Tanzanía, República Unida de

La prevención de la transmisión del VIH de madre a hijo en Kigamboni, Tanzania

Imagen del UNICEF
© UNICEF Tanzania/2007
Con frecuencia, las mujeres de Tanzania dependen financieramente de sus maridos, de manera que las que están infectadas con el VIH resultan especialmente vulnerables a la difamación y otras formas de degradación.

Por Dominick Mwita

KIGAMBONI, Tanzania, 26 de septiembre de 2007 – Dalila (no es su nombre real), es una madre soltera de 38 años de edad que vive con VIH. El cuidado de su hija de un año, sumado a la atención que se debe dedicar a ella misma, le resulta una carga casi intolerable.

“Cuando me enteré de los resultados de la prueba del VIH casi abandono toda esperanza en la vida”, comenta la mujer, que aclara que ya superó el impacto inicial y el sentimiento de impotencia que la embargó al recibir esa noticia.

Debido a su condición médica y a que tiene que criar a su hija, Dalila ha sufrido penurias económicas.

“Me quedé sin dinero cuando todos mis gastos aumentaron súbitamente”, se lamenta.

Afortunadamente, Dalila recibe ahora apoyo y orientación del Programa de prevención de la transmisión del VIH/SIDA de madre a hijo, que implementan conjuntamente el Gobierno de Tanzania y UNICEF.

Una nueva oportunidad en la vida

La Dra. Teresia Idiva, del Centro Médico Kigamboni, afirma que el programa les ha dado a muchas mujeres que viven con el VIH una nueva oportunidad en la vida. En el Centro se les brinda orientación y tratamiento para prevenir las infecciones oportunistas. Tanto las madres como los recién nacidos reciben también medicamentos antirretrovirales.

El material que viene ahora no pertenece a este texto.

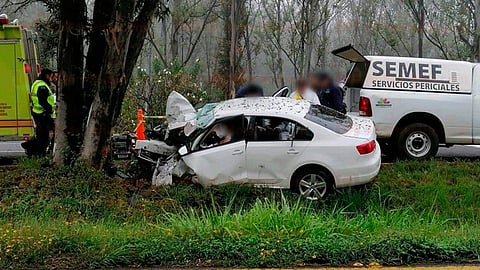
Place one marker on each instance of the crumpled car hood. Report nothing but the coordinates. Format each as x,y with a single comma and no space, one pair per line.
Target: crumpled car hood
181,114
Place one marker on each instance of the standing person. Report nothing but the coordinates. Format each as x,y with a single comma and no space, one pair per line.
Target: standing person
43,106
330,94
303,91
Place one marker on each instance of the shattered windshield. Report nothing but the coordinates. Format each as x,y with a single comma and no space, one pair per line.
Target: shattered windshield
206,115
330,119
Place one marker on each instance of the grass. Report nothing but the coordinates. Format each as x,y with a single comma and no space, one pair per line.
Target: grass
79,218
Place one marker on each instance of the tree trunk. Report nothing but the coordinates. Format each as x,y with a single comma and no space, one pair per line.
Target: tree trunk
174,44
124,38
69,122
233,46
421,26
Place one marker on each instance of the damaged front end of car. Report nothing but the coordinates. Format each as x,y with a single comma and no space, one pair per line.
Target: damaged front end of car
183,122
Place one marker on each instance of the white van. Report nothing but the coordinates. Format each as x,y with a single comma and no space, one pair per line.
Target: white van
417,104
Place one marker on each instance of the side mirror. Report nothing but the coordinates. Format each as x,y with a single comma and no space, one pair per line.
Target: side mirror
183,151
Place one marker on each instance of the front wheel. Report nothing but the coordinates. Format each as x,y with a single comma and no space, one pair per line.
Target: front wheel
313,184
417,142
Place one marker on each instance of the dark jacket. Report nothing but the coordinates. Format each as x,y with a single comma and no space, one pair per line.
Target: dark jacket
332,97
43,93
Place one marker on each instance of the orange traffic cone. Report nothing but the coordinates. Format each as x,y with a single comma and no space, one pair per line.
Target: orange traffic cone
140,125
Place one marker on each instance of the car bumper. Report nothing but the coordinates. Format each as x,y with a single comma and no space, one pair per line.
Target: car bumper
363,173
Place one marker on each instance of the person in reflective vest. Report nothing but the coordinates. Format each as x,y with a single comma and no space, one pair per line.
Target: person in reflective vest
43,109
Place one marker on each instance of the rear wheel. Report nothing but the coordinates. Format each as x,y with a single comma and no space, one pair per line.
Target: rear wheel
417,142
313,183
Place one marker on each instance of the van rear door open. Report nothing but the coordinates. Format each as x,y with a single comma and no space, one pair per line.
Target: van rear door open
15,115
358,73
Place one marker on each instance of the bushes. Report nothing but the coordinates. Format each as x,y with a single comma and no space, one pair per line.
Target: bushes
76,217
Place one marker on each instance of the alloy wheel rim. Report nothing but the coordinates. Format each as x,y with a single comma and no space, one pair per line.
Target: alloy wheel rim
418,144
313,186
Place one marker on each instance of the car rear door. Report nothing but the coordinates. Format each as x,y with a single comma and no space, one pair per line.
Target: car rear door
8,87
476,104
272,150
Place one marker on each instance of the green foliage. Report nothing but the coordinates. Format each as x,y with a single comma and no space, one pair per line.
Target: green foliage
77,217
151,92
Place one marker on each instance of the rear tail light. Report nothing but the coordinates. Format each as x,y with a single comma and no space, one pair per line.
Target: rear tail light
365,107
367,148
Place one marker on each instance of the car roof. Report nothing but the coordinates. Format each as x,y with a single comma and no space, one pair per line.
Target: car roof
270,106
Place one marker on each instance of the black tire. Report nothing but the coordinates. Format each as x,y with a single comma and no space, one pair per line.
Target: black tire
417,142
325,183
388,152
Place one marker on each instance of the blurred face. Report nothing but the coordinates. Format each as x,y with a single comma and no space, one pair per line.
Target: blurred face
49,77
315,82
324,84
54,78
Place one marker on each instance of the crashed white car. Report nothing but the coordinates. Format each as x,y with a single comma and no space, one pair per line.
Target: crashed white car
279,143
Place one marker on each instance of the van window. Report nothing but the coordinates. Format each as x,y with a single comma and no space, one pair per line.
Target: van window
357,75
330,119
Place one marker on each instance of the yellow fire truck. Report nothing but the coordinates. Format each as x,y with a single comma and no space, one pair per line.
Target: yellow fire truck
18,69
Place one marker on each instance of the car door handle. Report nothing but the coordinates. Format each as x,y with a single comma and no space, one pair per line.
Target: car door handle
237,152
293,152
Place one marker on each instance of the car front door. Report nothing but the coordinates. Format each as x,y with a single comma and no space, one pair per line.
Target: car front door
272,149
219,155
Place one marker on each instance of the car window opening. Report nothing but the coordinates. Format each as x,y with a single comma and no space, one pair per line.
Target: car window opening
277,129
330,119
224,132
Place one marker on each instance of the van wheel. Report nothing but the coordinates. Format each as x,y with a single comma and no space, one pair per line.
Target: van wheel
312,183
417,142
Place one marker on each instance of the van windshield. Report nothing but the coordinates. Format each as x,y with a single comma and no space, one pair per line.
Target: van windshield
330,119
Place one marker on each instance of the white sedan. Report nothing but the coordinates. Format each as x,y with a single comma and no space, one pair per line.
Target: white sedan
280,143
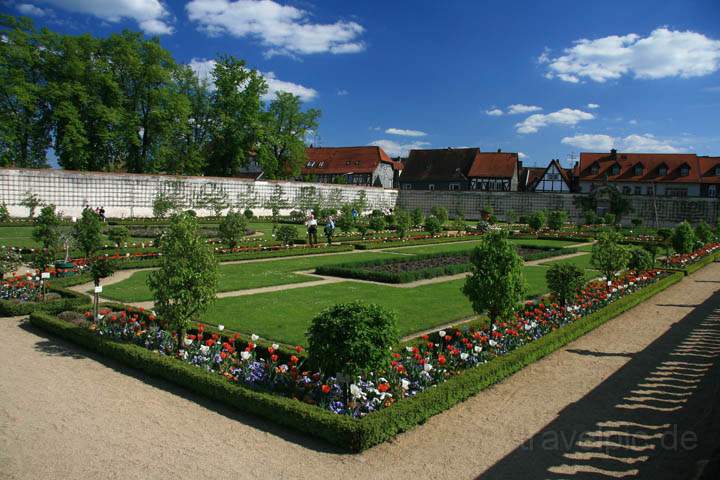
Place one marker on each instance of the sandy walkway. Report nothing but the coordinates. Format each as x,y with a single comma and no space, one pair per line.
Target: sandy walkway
64,414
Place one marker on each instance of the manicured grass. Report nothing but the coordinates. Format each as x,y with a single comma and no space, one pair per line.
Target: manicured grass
242,276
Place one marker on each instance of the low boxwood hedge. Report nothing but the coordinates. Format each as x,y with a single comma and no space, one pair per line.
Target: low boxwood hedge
70,301
354,435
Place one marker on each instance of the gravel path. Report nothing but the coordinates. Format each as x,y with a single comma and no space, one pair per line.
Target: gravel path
65,414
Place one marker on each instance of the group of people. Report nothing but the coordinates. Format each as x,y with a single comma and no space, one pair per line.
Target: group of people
312,226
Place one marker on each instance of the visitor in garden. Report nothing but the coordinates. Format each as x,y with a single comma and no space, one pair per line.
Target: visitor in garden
312,229
329,229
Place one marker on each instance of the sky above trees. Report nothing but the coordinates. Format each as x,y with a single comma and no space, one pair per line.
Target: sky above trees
543,78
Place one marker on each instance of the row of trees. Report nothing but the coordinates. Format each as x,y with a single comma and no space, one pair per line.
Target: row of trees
122,103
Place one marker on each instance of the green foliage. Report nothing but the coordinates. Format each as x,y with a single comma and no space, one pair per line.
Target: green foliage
683,238
286,234
556,219
417,217
440,213
496,283
640,260
118,235
352,339
187,280
402,222
564,280
537,220
433,225
608,255
87,233
232,228
704,232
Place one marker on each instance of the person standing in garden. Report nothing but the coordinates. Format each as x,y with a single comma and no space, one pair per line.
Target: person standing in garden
311,224
329,229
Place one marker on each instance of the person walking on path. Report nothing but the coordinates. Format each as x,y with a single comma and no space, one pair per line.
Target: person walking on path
312,229
329,229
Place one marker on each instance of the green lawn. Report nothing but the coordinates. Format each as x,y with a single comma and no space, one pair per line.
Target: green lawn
242,276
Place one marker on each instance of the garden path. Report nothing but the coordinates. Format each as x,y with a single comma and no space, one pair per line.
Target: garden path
66,414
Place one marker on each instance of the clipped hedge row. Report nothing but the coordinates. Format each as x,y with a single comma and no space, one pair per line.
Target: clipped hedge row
70,301
354,435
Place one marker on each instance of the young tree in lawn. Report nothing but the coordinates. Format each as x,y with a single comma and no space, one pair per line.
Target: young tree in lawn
187,280
47,233
608,255
87,232
564,280
232,228
496,282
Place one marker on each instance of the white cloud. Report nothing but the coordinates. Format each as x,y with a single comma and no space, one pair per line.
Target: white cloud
151,15
664,53
283,29
395,149
203,69
518,108
646,143
566,116
405,133
31,10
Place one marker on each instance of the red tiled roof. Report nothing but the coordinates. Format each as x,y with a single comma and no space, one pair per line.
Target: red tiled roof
340,160
492,164
651,162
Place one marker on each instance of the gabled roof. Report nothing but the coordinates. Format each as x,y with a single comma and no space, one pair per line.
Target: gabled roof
344,160
494,164
445,164
650,162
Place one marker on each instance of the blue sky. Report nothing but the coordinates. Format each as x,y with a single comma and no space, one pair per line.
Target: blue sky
582,76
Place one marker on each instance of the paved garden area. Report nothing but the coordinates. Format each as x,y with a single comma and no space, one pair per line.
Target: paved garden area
67,414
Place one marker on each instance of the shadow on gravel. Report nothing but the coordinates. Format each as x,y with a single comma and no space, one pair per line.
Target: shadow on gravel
59,347
656,417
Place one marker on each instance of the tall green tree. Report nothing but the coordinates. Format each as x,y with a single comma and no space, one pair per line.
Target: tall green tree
282,151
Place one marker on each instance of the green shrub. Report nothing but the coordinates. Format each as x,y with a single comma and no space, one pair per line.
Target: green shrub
286,234
564,280
433,225
352,339
683,238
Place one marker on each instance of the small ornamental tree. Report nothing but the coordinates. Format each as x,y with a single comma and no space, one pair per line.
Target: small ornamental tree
640,260
187,280
496,282
433,225
119,235
440,213
704,232
87,233
402,222
352,339
47,233
683,238
608,255
564,280
537,220
232,228
417,217
286,234
556,219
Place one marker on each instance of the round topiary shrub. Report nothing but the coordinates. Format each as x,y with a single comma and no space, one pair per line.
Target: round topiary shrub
352,339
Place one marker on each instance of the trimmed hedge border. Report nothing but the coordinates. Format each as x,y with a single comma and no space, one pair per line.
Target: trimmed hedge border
354,435
71,301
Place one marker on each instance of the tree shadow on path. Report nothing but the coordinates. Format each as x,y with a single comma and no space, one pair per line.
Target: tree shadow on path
656,417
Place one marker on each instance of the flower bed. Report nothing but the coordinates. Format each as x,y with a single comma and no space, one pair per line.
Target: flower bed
424,379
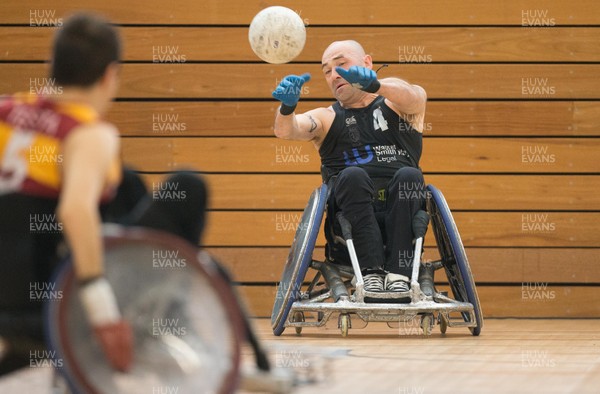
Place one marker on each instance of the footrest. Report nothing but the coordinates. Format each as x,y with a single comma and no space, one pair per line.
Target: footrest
387,296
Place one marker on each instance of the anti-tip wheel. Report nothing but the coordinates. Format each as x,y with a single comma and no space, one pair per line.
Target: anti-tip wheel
344,324
298,316
426,321
443,323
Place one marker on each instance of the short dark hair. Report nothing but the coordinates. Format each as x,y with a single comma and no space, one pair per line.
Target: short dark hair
83,48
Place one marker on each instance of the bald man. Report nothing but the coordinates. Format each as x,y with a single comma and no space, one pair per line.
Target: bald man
370,143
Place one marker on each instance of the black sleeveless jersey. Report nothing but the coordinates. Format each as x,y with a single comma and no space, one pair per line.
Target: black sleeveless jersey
374,138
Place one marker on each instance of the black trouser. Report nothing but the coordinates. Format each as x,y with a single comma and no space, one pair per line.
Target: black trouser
382,230
31,246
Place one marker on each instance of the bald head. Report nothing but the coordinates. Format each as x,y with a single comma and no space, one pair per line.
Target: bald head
346,48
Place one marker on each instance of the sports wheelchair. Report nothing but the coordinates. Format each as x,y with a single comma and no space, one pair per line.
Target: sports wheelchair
339,289
188,323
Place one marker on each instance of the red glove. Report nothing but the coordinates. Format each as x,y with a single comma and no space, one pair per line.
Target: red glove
111,330
116,340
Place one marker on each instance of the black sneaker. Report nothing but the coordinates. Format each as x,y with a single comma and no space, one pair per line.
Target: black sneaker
396,282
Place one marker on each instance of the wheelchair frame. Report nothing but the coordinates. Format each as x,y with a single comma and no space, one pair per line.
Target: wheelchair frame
63,323
292,303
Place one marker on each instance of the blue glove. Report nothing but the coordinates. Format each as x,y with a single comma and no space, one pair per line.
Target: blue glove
288,92
360,77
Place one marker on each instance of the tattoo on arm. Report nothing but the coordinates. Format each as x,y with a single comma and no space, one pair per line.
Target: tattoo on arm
313,124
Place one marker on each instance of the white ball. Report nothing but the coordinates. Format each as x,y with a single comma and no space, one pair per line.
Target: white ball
277,35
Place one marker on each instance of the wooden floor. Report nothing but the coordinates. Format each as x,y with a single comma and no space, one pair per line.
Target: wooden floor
511,356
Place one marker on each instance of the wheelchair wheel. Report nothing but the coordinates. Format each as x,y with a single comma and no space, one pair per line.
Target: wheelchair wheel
299,259
453,256
186,322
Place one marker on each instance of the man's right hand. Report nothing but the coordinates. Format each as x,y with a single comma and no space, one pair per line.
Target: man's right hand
288,92
112,332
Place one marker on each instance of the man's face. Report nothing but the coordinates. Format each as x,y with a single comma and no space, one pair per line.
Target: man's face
340,56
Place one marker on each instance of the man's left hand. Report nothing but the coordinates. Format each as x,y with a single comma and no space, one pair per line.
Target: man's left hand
360,77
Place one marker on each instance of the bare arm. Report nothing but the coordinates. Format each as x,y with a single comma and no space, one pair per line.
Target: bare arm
406,98
302,127
87,157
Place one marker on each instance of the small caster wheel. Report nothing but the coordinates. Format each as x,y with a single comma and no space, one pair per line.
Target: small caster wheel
443,323
298,316
426,324
344,324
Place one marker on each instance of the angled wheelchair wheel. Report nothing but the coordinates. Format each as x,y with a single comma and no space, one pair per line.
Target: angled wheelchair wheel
186,322
299,258
453,256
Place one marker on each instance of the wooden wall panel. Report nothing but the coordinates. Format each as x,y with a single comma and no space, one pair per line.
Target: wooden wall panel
511,131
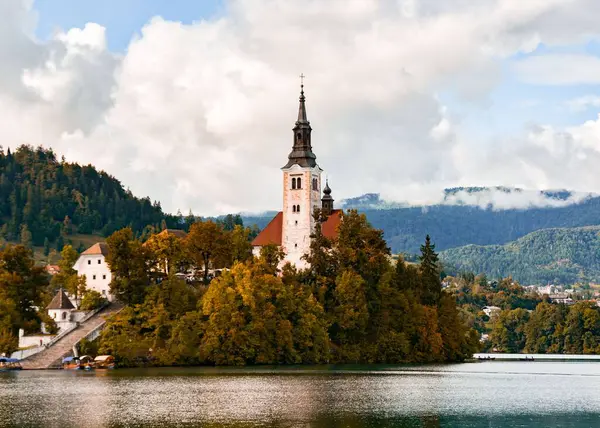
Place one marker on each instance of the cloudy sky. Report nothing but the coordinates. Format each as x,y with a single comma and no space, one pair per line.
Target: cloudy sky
192,102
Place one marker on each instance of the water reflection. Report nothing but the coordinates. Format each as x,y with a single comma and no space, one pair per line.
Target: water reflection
469,395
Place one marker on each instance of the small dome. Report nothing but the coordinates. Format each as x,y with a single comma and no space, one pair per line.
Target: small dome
327,190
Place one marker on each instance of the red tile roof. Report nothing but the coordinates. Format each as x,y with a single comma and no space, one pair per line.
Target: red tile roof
272,233
330,226
175,232
60,301
97,249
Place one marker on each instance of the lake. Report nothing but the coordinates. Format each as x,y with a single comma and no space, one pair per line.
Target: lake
482,394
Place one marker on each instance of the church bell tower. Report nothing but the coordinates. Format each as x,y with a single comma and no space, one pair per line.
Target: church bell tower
301,189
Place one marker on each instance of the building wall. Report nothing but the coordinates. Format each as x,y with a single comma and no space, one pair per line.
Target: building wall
34,340
97,273
298,226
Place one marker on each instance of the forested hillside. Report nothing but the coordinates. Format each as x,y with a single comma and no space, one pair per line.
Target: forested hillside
453,226
545,256
42,198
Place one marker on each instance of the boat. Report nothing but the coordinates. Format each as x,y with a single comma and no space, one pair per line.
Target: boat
71,363
86,363
526,359
104,362
9,364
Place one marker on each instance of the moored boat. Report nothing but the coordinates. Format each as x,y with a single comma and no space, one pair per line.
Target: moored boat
70,363
86,363
526,359
9,364
104,362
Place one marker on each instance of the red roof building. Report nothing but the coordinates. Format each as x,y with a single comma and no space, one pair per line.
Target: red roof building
291,228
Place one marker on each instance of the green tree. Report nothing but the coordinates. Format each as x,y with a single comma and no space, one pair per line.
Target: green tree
241,248
508,333
92,300
26,238
208,246
46,247
430,275
254,319
128,262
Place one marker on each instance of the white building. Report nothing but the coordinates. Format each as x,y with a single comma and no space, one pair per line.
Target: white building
92,264
491,310
291,228
64,314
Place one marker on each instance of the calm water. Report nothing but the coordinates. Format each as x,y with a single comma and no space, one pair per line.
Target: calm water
486,394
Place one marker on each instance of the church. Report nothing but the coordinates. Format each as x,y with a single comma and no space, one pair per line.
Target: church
291,228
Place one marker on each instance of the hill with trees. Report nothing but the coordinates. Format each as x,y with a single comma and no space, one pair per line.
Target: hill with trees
44,200
561,255
352,304
453,226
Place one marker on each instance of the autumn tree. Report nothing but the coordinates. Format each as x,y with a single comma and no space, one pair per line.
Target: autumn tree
129,265
208,246
168,252
508,333
241,248
254,319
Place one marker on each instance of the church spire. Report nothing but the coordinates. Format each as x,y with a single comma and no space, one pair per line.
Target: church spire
301,153
327,200
302,108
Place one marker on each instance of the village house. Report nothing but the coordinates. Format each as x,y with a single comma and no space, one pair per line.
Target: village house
92,265
52,269
491,310
291,228
62,310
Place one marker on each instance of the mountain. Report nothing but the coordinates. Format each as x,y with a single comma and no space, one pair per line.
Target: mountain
471,215
561,255
42,197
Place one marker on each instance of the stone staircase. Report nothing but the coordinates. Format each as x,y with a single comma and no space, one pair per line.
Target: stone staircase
53,355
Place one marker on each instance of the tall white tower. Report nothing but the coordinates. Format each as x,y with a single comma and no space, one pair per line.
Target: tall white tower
301,190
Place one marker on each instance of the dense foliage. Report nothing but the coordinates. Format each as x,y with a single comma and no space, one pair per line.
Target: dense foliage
45,199
23,286
556,329
559,256
351,305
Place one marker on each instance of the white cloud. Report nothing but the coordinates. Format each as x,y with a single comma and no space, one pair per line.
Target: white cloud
199,116
559,69
584,103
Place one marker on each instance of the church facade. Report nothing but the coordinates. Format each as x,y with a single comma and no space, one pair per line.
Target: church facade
291,228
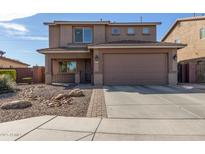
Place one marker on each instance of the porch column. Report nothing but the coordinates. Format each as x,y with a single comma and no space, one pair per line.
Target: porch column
48,72
77,77
172,68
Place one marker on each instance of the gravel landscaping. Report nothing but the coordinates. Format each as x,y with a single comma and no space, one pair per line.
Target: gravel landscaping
46,100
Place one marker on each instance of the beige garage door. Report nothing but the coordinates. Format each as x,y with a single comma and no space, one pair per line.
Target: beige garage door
128,69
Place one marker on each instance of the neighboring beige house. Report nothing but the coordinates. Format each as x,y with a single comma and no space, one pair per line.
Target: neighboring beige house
10,63
191,59
108,53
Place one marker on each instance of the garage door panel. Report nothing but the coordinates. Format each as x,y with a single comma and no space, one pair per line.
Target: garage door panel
125,69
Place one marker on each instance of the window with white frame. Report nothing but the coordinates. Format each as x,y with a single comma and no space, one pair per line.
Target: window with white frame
146,30
67,66
83,35
130,31
115,31
202,33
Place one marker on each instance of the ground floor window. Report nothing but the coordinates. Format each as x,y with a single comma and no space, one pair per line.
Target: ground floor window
68,66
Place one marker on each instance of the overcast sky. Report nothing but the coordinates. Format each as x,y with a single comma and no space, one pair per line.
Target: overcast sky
21,37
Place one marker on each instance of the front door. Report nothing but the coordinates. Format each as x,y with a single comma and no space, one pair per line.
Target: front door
85,73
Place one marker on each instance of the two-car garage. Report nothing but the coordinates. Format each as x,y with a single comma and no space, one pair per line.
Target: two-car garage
135,68
135,63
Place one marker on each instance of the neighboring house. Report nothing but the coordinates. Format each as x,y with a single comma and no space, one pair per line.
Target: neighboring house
10,63
191,59
108,53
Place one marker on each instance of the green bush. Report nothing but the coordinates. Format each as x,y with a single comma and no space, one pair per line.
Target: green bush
11,73
6,83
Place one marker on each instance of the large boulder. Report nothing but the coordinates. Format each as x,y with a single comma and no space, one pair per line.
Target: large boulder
76,93
19,104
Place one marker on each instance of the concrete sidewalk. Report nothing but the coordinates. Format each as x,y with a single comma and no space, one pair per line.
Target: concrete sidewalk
48,128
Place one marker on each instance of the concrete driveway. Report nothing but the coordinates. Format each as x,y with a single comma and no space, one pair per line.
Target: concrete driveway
154,102
134,113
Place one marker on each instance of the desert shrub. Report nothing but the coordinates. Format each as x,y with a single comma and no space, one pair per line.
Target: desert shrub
10,72
7,83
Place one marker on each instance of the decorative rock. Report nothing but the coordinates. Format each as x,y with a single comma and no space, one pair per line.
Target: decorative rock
60,96
68,101
20,104
76,93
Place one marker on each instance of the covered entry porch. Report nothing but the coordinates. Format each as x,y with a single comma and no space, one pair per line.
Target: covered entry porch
71,70
68,66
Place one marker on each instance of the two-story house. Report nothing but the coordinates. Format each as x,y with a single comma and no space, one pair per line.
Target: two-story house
108,53
191,59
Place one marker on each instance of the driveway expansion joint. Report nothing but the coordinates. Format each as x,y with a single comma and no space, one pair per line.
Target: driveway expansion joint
35,128
96,129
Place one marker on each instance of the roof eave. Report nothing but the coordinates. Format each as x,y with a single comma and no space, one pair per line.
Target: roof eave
156,47
42,51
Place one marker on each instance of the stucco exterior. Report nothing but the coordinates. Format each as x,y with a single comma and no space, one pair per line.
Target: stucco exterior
10,63
188,32
191,58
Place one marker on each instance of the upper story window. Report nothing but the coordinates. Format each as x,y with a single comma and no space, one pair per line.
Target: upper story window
202,33
177,41
83,35
115,31
146,30
130,31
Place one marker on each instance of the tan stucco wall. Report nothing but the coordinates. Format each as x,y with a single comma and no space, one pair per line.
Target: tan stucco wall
99,33
124,36
54,36
65,35
62,35
52,67
7,64
98,65
188,32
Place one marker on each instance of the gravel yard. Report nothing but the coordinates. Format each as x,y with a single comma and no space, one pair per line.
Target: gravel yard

“Mediante el empleo de esos medicamentos hemos logrado prevenir la infección con el VIH de madres a hijos”, explica la Dra. Idiva.

Pero a muchas mujeres tanzanias que, como Dalila, viven con el VIH les resulta muy difícil sobrevivir. Tanto las mujeres como sus hijos e hijas corren peligros excepcionales debido la difamación de la que son objeto. Dalila cuenta que cuando le informó a su pareja que estaba infectada, él se rió de ella.

“Por lo general, los maridos no acompañan a sus esposas a las clínicas, los exámenes y las sesiones de orientación. Lamentablemente, también les resulta muy difícil aceptar que sus cónyuges están infectadas con el VIH o tienen SIDA”, añadió la Dra. Idiva. 

Además, muchas mujeres no cuentan con fuentes de ingresos independientes y si sus maridos las abandonan quedan en la miseria. Debido a que friendo y vendiendo los panecillos conocidos localmente como mandazi Dalida no lograba generar ingresos suficientes para mantenerse a sí misma y a su hija, sólo logró sobrevivir gracias a donaciones.

“En su mayoría, las mujeres se quedan sin marido no bien anuncian que están infectadas con el VIH”, explica la Dra. Idiva.

Una razón para seguir viviendo

Dalila se enteró de que tenía el VIH en el año pasado en el Centro Kigamboni, cuando estaba embarazada de cinco meses. Maimuna Awadh, una auxiliar de laboratorio del Programa de prevención de la transmisión del VIH/SIDA de madre a hijo, le brindó orientación y la alentó a que no se rindiera.

“Me convenció de que a pesar de todo me quedaba toda una vida por vivir”, recuerda Dalila. “Y el nacimiento de mi hija me dio otra razón para seguir viviendo”.

Dalila espera que su hija, que también ha recibido tratamiento con medicamentos antirretrovirales, crezca y tenga una vida saludable y plena. A pesar de las muchas dificultades en su vida, Dalila ha adquirido coraje y conocimientos suficientes para confrontar el estigma del que, desgraciadamente, es objeto.